Data Mining Lab was initiated in December 2010 when Prof. Lee joined KAIST. Our lab is investigating various issues and challenges of data mining, which is roughly defined as extraction of interesting (non-trivial, implicit, previously unknown, and potentially useful) patterns or knowledge from a huge amount of data. We are developing innovative data mining algorithms and creative knowledge services.
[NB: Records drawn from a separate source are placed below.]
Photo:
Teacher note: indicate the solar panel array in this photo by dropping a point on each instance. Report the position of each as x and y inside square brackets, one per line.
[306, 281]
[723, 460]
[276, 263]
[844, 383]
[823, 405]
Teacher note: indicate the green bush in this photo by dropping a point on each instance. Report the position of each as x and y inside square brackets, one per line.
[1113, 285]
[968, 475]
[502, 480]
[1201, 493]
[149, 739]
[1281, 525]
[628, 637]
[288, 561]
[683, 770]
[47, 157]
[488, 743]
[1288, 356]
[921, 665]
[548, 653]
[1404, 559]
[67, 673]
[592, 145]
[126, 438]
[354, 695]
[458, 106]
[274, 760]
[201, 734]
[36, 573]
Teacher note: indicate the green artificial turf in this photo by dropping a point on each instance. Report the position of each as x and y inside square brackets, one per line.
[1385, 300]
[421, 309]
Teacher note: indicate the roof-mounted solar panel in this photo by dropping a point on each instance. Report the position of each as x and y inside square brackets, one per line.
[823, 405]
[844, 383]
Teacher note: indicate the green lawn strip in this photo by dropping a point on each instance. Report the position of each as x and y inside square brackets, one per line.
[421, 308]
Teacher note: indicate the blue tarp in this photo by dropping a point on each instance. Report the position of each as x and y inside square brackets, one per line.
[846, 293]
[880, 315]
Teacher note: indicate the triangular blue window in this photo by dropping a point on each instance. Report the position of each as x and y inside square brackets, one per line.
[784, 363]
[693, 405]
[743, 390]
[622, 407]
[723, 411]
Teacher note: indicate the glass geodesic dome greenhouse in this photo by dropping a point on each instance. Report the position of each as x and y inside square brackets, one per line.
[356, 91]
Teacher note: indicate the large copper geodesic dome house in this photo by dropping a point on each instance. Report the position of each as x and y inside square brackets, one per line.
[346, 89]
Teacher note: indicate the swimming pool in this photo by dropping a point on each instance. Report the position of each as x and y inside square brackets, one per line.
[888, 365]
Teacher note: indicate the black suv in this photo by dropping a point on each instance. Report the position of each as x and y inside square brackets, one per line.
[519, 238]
We have done world-class research published at premier conferences and journals.
Data mining techniques are heavily dependent on the types of data, and we are interested especially in stream (time-series) data (left) and mobility (trajectory) data (right). The stream data is the continuous flow of data generated by various sources. Thanks to the advances of sensor and communication technologies (e.g., IoT and 5G), a huge amount of stream data is being generated from smart factories, smart cities, data centers, and so on. Analyzing this stream data is essential to find out interesting or unknown events in a given system. The mobility data is the measure of how populations and goods move over time. Thanks to the advances of mobile devices and the emergence of shared micro-mobility, a huge amount of fine-grained mobility data can be collected from location-based social networking services and ride-hailing services. Analyzing this mobility data is essential to reveal the intention and behavior of human beings in the real world. Overall, due to the nature of these two types of data, we enjoy developing real-time algorithms and services.
Focusing on those two types of data, our research goals fall into the improvements of the (1) performance and (2) quality of data mining. Toward the performance goal, we apply distributed processing or sampling/indexing techniques mostly for well-known algorithms to make broader impact. Toward the quality goal, we mitigate data quality issues (e.g., noisy or missing labels) or incorporate recent deep learning into big data analysis. Overall, our main research interests can be illustrated using the hashtags below. See the following sections for details.
Toward Performance Improvement
Distributed Deep Learning
We plan to develop a distributed deep learning platform by combining Apache Spark and TensorFlow to enable fast deep learning for big data. The framework is supposed to cover both data parallelism and model parallelism as well as a hybrid of them. To aggregate the parameters learned from each worker, we will consider both the parameter server and AllReduce mechanisms. This work is planned for the second phase (2024-2027) of the SW Star Lab project.
MapReduce Distributed Processing
We have developed the MapReduce versions of popular data analysis algorithms (e.g., DBSCAN), which can run on Hadoop and Spark, in order to dramatically improve scalability.
Real-Time Stream Processing
We have developed very fast stream processing algorithms, particularly for anomaly detection. The significant speed-up is mainly achieved by minimizing the amount of updates for newly incoming data.
Toward Quality Improvement
Deep Learning + Data Analysis
Deep Learning-Based Stream Analysis
We are applying recent deep learning techniques to stream data analysis including anomaly detection, forecasting, segmentation, and so on. In particular, we are developing anomaly detection methods that cope with concept drift and auxiliary information. The Seq2Seq autoencoder and attention as well as the Transformer are mainly being investigated for this purpose. Furthermore, to increase the practical usability of stream data analysis, we are also developing the AutoML framework for stream data (Stream AutoML).
Deep Learning-Based Mobility Analysis
We are applying recent deep learning techniques to mobility data analysis including taxi demand prediction, traffic flow prediction, traffic accident prediction, location recommendation, and so on.
Data Quality Challenges
Robust Learning for "Noisy" Labels
The data in the real world inevitably contains label errors (noises) for various reasons because thorough annotation for big data is practically infeasible. Thus, we have developed robust training methods for deep neural networks to fight with noisy labels in the training data.
Active or Self/Semi-Supervised Learning for "Insufficient" Labels
Because manual annotation is very costly, a large proportion of big data remains unlabeled, and the applicability of supervised learning is often hindered by the lack of ground-truth labels. Thus, we are working on developing active learning methods or self/semi-supervised learning methods to fight with insufficient labels in the real world.
Solving Humanity's Problems
The COVID-19 outbreak has changed our daily life in every aspect, and thus, our lab is working on data science techniques to recover from the crisis.
COVID-19 Spread Prediction
Applying deep learning to epidemiology, we have developed a data-driven method for predicting inbound COVID-19 confirmed cases and demonstrated high prediction accuracy.
COVID-19 Digital Contact Tracing
Applying deep learning to digital contact tracing, we are trying to improve the granularity of the routes of COVID-19 confirmed cases without invading their privacy much.